My Fit Pregnancy | A Recap
I can remember riding in my dads F150 with him as we pulled into the local YMCA. He was heading to his forty and over basketball league. He would be playing basketball while I ran around a tiny indoor track, with my Walkman listening to ace of base.
My love for fitness started even before my running around the tiny indoor track at the Y. I often would roller blade pretending I was a ice skater in the basement or the best was seeing how many times I could ride my bike around my house. Their was the jump rope competitions in the basement between my brother, dad, and I. Late night games of pig and cow in the drive way in the intense humidity of late summer nights.
My dad often thought it was hilarious to go on an after dinner run with me on Sunday evenings. We would run around three miles, an out and back course. He would always turn around early and try to beat me. I would end up catching him and a few times we literally had a race off for the last 200 meters!
Fitness gave me discipline, routine, and motivation. It helps me plan my day. It helps me stay energized. It gives me focus. It helps me connect with God. It gives me a tiny sense of freedom in a world full of diapers, potty training, and bottles. It’s a habit and part of my everyday routine. When I don’t work out I am cranky, exhausted, and what I call out of sorts. It is my escape and the only ‘medicine’ I want to have to take during this lifetime.
I remember my father quoting this throughout my life on a frequent basis: “When you have your health, you have everything. It is a gift.”
Over the years my love for health and fitness not only grew but has become my passion. I yearn to help women incorporate fitness into a routine that they carry out for life LONGTERM. When I became pregnant with Angelina I wanted to journal my third pregnancy. I wanted all my baby girls to be able to look back and see my ever changing belly photo’s. I used my photo’s as motivation and they helped me stay on the path to a healthy pregnancy. I believe progress photo’s help similarly if you are trying to loose weight. The scale often does not reflect what is happening inside during a weight loss program or if you are trying to get into shape. Progress photo’s show gradual changes and give us such confidence to move forward on the journey of becoming more fit.
I am so glad that I tracked my photo’s. This was my third pregnancy and by far my best feeling pregnancy. I worked out almost to my 37th week and I felt fabulous. I ate so many vegetables, fruits, and nuts. I drank a lot of water and ate lots of steak :). I felt amazing and I was so excited that I gained 30lbs a healthy amount of weight and kept my blood pressure down. It was so important to me to care for my little peanut while she was growing inside. In my first pregnancy I did not take good care of myself and ended up delivering 5 weeks early and having hypertension.

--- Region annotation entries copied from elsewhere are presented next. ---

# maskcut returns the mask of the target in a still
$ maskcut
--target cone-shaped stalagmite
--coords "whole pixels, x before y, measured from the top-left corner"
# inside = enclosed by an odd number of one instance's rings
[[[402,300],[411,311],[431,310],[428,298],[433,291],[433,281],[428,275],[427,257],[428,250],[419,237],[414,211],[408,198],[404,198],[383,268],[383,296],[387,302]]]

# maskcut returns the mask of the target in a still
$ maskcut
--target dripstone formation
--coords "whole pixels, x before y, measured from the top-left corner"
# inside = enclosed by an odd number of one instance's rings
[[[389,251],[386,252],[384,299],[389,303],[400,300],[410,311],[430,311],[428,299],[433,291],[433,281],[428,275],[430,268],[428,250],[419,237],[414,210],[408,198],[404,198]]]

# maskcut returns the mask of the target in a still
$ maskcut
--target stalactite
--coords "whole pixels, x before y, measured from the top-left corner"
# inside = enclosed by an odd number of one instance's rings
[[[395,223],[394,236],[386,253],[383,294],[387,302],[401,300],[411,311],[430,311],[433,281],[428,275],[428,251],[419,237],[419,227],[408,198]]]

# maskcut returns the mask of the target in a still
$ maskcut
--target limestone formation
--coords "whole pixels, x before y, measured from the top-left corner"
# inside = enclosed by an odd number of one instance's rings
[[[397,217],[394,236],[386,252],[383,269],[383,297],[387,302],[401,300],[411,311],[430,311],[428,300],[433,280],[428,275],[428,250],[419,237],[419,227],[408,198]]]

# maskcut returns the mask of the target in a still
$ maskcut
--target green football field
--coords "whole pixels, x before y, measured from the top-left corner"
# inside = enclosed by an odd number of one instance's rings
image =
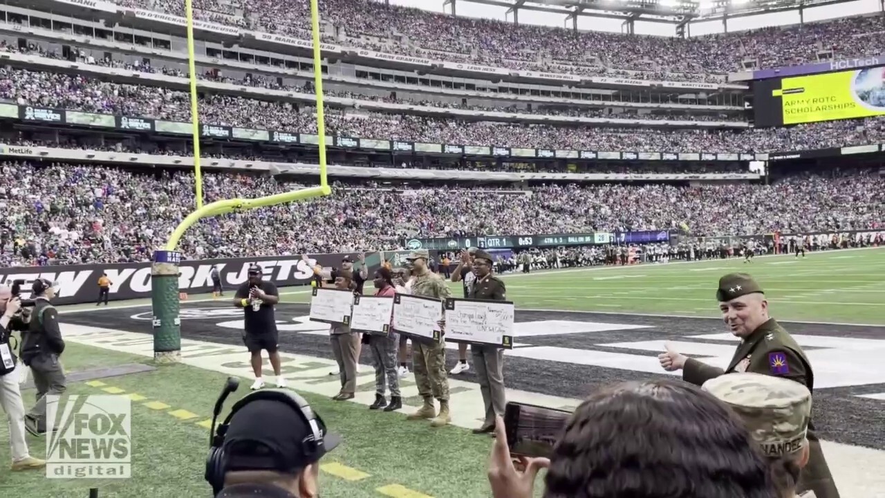
[[[751,274],[762,285],[772,315],[781,320],[885,323],[885,247],[763,256],[688,263],[592,267],[504,276],[508,299],[519,308],[566,309],[717,316],[720,276]],[[454,296],[461,284],[450,284]],[[232,291],[231,291],[232,292]],[[287,302],[309,302],[308,287],[281,289]],[[233,295],[231,293],[230,295]],[[194,294],[194,300],[212,300]],[[116,301],[112,307],[150,304],[150,300]],[[88,309],[93,305],[65,307]]]
[[[509,298],[518,309],[596,310],[612,313],[716,316],[717,279],[731,271],[748,271],[766,292],[772,313],[781,320],[885,323],[885,250],[841,251],[792,256],[696,263],[577,268],[505,276]],[[452,284],[456,295],[460,284]],[[283,289],[283,302],[305,302],[305,288]],[[212,300],[190,296],[189,300]],[[146,304],[145,300],[115,302],[109,307]],[[94,307],[65,307],[62,313]],[[64,356],[69,372],[150,359],[70,343]],[[306,363],[304,368],[309,368]],[[316,368],[316,365],[310,368]],[[297,377],[297,369],[290,371]],[[325,374],[324,374],[325,375]],[[41,472],[11,473],[0,468],[0,495],[17,498],[86,498],[98,487],[101,498],[123,496],[209,496],[203,481],[208,446],[205,421],[226,376],[194,366],[162,367],[155,371],[72,383],[75,394],[128,394],[133,402],[133,478],[120,481],[47,479]],[[245,384],[245,382],[244,382]],[[235,397],[246,389],[241,387]],[[33,391],[25,392],[26,405]],[[334,431],[346,434],[324,461],[321,494],[326,498],[481,498],[488,496],[486,462],[490,440],[451,425],[428,431],[404,416],[366,410],[356,403],[337,403],[304,393]],[[227,413],[227,411],[225,412]],[[0,440],[8,438],[0,424]],[[42,455],[45,441],[30,438],[32,453]],[[9,462],[8,445],[0,445],[0,462]],[[540,479],[539,479],[540,480]]]

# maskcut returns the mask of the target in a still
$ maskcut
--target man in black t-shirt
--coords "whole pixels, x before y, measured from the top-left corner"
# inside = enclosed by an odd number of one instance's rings
[[[344,260],[341,262],[341,268],[343,270],[352,272],[356,291],[359,295],[363,295],[363,287],[366,285],[366,281],[369,278],[369,268],[366,266],[366,254],[360,254],[358,257],[358,261],[359,262],[358,268],[354,268],[354,264],[350,261],[350,256],[344,256]]]
[[[273,313],[273,307],[280,302],[280,292],[273,282],[261,279],[263,273],[258,265],[250,267],[249,280],[240,285],[234,298],[234,305],[243,308],[245,328],[242,342],[251,355],[252,371],[255,372],[253,391],[265,386],[261,377],[262,349],[266,350],[270,356],[273,375],[277,377],[277,387],[286,386],[286,381],[281,375],[280,354],[277,352],[279,337]]]

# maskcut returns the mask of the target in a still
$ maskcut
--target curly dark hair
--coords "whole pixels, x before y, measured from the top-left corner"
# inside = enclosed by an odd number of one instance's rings
[[[553,447],[544,498],[777,498],[743,424],[698,387],[669,380],[601,390]]]

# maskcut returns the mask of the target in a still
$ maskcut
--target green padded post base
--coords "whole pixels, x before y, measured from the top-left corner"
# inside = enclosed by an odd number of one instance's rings
[[[150,305],[153,308],[154,362],[177,363],[181,360],[181,318],[178,297],[177,251],[154,251],[150,267]]]

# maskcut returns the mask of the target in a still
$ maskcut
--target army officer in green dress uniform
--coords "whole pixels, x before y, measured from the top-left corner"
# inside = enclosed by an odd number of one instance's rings
[[[808,358],[789,332],[768,316],[768,301],[752,276],[745,273],[723,276],[716,299],[731,333],[741,338],[728,367],[723,370],[668,347],[658,356],[664,370],[681,369],[682,378],[696,385],[722,374],[754,372],[795,380],[813,391],[814,372]],[[817,498],[839,498],[813,425],[809,424],[808,429],[809,462],[797,491],[813,491]]]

Until the moment I gave birth. I lost that excitement in caring for my body due to my daughter who was born at 4lbs, 3oz. I just didn’t get it. Why was she so small? I kept asking myself: Did I eat enough calories, Did I overdue it even when I felt good exercising, Did I rest enough and many more thoughts circled through my mind. I was upset with myself for a long while. I felt like it was my fault that Angelina was born so small. I kept telling myself if she was only bigger she would be able to fight harder. You can read about our little fighter here:Angelina Hope
I continued to blame myself until I finally made it to my 6 week check up at my OBGYN. It was around 13 weeks and I looked at her and asked her: “Was it my fault, was it something I did or didn’t do?”
In that moment and her response I felt such a huge burden lifted of my chest. She said: ” Michelle in caring for you body the way you did, you did nothing but help Angelina come into this world happy and strong. She went on to tell me about studies that have been conducted on moms who work out during pregnancy and how much it benefits their babies. She told me that everything I did helped Angelina.
When Angelina was first born I blamed myself a lot. I now know that she was brought into this world to bring HOPE and for a specific purpose. I did nothing wrong, nothing I did or didn’t do would change how God created her and we are so quick to blame ourselves when things don’t go as planned in our lives.
Maybe it’s your family life, career, you aren’t content with where you are at in life currently, or a weight loss journey that you are on that feels like it’s spinning out of control. Know that ultimately God has his hand on each step of the journey. In each season he is molding us into who he ultimately wants us to be.
I have felt a lot of closure in this area lately. I feel happy to have done everything I could have done for Angelina while she was growing inside of me. I am feeling extremely blessed at what this little girl has shown us about life after only four short months and so excited to watch her grow.
I would love to help you turn fitness into LIVING FIT FOR LIFE! Stop blaming yourself in life and start living life healthier!